Tested: Audi SQ5 Review – Highs and Lows of Today’s Technology

Driving the latest version of Audi’s sporting mid-sized SUV, it’s very soon that you will see the epic highs and miserable lows of automotive technology currently on our roads.
Let’s start with the highs which, ironically, includes the pinnacle of powertrain technology that most European nations will soon be submerging in an electronic version of the primordial slime only for future generations to dig it up and admire the fossilized remains of the excellence of past engineering. The 3.0-liter turbo-charged diesel powerplant has to be one of the best oil-burners I’ve ever tested.
This work of automotive art combines outrageous performance with creditable real-world fuel economy of at least 37mpg in mixed highspeed and urban use. I can visualize the collective throwing up of hands by the BEV brigade aghast but oblivious of the technology’s superior climate credentials for the bulk of the world’s nations producing electricity heavily dependent on burning fossil fuel in old inefficient power stations.
Microplastic emissions
True, the engine will never be as healthy for urban dwellers compared to BEVs albeit those heavier battery-boulders will be emitting much more microplastics from brakes and tires much of which can also be inhaled within 50-meters of a busy highway.
So, let’s start on that peach of a motor. It’s a 3.0 V6 TDI engine which, together with its electric compressor, allows a claimed acceleration for the Audi SQ5 of 0-62mph in just 5.1 seconds. That’s thanks to a claimed power output of 415bhp and torque of 516ft-lbs fed through an 8-speed Tiptronic gearbox.

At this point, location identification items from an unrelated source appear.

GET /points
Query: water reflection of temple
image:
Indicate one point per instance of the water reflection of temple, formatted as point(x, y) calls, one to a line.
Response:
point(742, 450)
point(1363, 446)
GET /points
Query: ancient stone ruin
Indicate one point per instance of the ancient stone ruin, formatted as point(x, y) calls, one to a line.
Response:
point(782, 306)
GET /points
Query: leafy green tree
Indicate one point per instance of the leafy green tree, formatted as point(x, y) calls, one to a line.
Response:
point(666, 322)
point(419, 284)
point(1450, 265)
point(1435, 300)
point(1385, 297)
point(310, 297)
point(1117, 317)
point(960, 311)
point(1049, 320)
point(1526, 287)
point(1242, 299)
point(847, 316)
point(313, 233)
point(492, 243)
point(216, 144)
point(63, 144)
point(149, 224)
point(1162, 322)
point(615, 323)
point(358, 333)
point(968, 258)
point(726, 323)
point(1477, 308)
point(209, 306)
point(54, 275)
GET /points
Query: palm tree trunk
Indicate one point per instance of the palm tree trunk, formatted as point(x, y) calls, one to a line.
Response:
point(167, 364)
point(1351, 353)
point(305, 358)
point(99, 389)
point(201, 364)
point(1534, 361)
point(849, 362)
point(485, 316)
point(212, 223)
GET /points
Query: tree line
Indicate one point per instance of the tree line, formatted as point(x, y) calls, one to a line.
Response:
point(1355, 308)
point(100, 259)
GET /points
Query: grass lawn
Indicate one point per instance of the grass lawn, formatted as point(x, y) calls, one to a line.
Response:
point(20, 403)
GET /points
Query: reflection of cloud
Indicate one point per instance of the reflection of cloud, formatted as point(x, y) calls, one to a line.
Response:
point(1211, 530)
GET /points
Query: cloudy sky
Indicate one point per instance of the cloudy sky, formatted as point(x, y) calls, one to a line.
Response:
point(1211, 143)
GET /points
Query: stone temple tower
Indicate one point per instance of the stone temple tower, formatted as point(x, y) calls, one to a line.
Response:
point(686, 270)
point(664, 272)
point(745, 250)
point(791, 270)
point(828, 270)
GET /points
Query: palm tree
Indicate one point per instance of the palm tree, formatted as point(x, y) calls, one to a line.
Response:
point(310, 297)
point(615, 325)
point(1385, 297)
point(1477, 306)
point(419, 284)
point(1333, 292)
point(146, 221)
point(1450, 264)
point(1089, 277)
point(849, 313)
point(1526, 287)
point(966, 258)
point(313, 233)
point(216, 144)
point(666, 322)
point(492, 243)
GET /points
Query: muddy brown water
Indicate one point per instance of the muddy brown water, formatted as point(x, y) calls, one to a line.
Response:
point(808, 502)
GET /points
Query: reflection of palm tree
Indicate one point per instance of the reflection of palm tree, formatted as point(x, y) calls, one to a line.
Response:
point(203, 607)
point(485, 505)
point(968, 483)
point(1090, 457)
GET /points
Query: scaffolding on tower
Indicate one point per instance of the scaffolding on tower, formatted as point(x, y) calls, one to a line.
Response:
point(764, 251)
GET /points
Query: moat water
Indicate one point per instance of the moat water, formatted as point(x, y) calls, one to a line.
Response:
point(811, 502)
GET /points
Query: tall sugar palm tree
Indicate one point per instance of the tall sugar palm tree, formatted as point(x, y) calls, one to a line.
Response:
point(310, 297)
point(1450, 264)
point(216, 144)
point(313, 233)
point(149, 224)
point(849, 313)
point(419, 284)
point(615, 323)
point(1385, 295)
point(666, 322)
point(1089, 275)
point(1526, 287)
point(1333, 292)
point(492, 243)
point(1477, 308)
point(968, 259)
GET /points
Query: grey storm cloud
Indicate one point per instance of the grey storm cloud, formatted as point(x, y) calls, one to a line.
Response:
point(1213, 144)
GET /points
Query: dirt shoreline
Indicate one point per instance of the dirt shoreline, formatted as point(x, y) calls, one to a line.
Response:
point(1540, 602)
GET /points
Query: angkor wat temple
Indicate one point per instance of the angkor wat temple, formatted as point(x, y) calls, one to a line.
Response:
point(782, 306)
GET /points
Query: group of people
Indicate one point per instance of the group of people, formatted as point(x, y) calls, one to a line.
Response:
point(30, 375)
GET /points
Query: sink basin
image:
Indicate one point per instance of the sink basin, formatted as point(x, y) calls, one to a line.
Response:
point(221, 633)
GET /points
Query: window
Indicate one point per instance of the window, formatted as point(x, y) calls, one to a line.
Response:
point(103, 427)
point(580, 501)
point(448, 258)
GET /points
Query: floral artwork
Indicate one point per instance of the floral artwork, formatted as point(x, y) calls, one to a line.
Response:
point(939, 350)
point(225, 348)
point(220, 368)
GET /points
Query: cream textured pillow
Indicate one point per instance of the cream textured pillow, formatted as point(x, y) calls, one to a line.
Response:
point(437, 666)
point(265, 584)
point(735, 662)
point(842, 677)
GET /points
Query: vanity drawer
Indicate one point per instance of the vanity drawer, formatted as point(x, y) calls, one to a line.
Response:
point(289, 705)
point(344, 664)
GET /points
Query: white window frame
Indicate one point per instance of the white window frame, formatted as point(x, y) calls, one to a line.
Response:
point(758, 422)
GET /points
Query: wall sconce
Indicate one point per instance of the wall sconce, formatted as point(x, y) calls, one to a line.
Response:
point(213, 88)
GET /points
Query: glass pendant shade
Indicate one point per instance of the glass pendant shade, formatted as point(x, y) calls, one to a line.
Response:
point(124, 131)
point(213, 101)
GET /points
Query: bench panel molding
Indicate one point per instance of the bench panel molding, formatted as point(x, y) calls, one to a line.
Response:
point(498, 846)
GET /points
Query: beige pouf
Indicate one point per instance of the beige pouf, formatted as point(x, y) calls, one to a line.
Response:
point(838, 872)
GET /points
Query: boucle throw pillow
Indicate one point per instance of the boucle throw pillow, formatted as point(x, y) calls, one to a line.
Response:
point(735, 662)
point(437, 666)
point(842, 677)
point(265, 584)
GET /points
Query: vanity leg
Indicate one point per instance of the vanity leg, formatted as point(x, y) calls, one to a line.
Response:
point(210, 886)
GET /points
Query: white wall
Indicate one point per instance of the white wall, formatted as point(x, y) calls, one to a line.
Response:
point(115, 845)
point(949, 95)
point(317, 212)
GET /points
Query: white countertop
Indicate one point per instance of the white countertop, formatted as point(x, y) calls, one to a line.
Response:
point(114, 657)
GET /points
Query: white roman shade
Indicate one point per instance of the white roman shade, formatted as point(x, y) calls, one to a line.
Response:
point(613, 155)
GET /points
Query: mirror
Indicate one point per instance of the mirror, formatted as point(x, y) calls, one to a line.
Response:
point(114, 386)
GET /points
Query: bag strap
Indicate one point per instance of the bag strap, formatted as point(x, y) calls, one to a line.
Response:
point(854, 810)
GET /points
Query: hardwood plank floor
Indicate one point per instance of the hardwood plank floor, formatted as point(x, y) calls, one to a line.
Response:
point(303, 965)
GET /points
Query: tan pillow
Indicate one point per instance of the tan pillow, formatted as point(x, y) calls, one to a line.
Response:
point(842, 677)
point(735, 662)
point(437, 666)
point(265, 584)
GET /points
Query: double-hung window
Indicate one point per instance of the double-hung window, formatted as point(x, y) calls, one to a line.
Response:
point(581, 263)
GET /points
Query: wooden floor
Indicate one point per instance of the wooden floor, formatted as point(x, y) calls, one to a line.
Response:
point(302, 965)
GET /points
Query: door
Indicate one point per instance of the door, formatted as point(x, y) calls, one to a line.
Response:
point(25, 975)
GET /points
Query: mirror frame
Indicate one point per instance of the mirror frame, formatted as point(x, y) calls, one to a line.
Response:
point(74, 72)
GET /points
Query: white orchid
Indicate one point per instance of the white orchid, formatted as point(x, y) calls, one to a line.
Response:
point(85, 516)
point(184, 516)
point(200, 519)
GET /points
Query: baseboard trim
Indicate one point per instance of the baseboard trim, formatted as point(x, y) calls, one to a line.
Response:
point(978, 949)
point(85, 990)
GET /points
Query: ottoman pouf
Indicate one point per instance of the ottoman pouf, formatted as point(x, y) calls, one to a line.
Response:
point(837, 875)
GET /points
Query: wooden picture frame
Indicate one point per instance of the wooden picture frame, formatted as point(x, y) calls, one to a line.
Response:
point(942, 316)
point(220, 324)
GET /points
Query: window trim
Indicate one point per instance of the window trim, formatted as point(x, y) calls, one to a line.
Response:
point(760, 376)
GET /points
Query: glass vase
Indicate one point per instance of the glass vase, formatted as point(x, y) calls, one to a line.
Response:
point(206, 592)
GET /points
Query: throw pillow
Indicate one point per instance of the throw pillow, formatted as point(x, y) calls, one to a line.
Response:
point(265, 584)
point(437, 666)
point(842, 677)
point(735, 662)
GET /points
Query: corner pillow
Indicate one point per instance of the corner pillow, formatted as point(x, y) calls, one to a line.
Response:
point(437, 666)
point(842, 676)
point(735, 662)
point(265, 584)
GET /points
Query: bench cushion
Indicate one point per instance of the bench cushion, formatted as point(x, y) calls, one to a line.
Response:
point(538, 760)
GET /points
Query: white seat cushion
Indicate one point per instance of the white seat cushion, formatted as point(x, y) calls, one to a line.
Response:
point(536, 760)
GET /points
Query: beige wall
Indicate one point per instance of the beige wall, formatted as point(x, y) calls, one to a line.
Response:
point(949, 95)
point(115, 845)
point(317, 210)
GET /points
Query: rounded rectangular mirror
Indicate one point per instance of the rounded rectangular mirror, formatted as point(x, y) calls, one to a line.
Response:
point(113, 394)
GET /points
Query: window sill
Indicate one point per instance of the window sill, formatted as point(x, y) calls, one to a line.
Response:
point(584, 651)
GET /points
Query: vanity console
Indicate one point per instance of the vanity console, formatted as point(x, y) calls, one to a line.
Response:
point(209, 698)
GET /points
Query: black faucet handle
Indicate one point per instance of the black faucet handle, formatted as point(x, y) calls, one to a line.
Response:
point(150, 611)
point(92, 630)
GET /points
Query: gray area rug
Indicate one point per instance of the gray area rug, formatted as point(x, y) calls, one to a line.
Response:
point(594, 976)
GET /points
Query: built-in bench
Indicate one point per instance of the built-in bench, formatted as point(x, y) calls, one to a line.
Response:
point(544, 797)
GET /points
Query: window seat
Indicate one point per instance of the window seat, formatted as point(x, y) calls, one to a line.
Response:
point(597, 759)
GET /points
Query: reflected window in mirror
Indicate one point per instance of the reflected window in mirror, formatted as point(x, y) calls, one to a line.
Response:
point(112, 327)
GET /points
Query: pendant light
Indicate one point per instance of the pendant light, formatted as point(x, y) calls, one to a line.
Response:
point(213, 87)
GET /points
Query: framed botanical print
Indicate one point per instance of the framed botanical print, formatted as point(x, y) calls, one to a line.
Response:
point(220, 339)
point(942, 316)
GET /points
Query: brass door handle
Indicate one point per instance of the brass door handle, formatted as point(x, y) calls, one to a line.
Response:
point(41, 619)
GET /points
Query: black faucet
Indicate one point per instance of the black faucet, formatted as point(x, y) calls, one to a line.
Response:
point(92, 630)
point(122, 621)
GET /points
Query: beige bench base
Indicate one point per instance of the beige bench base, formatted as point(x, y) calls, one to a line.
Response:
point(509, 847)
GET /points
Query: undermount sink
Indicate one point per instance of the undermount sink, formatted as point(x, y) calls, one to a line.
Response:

Nice stats but it’s on the road that all that instantaneous power really comes into play. The car can ‘bend’ time just as high-performance sports vehicles have a habit of doing. Journeys end much quicker than expected and over-take maneuvers lose any sense of stress because the driver knows the car will pass and return to its side of the road well before the on-coming vehicle gets anywhere close. Possibly the only sad thing about the engine is that it’s doomed to sit in a beefy SUV package when, where it really belongs, is in a rear-wheel drive sports sedan.
Naturally, the rest of the car is typically Audi and typically faultless in terms of quality of build and ergonomic design. Comfortable and airy, the cabin is a joy to be in for all of its occupants backed up by a ride that offers the choice of comfort, automatic or dynamic to tighten up the suspension for those wanting to exploit what they can from an SUV that shouldn’t be able to handle that well at speed.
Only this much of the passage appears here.